Onze organisations de défense des droits humains exhortent le président de la Côte d’Ivoire à soutenir des procès équitables et crédibles

Le président de la Côte d'ivoire, Alassane Ouattara, s'adresse aux délégués lors de la 72ème session de l'Assemblée générale des Nations Unies au siège de l'ONU à New York, le 20 septembre 2017. REUTERS/Eduardo Munoz

Le président de la Côte d’Ivoire, Alassane Ouattara, devrait faire davantage pour honorer sa promesse de rendre justice pour les victimes de la crise postélectorale qui a secoué son pays en 2010 et 2011, ont déclaré aujourd’hui 11 organisations nationales et internationales de défense des droits humains dans une lettre conjointe adressée au chef d’État ivoirien.

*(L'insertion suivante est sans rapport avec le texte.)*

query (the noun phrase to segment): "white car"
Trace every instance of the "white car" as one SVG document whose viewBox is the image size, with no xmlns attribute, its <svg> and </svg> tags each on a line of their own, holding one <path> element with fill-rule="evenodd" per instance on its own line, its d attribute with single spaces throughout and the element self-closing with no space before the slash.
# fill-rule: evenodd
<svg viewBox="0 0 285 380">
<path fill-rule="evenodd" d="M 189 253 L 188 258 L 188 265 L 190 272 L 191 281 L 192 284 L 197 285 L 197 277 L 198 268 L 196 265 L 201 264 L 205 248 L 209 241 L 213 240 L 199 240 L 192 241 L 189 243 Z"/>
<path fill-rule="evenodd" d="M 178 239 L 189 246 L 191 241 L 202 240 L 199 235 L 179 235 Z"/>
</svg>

Le président Alassane Ouattara, qui a prêté serment pour son premier mandat il y a sept ans, a affirmé à maintes reprises qu’« il n’y aura pas d’impunité en Côte d’Ivoire ». Cependant, personne n’a encore été condamné par les tribunaux ivoiriens pour les crimes de guerre et les crimes contre l’humanité perpétrés pendant la crise.

« Sept ans après les graves crimes commis en Côte d’Ivoire, les victimes ont besoin de justice, » a déclaré Me Drissa Traoré, vice-président de la FIDH. « A mi-parcours de son second mandat, le président Alassane Ouattara doit tenir ses engagements répétés d’une justice équitable, condition d’une paix durable en Côte d’Ivoire ».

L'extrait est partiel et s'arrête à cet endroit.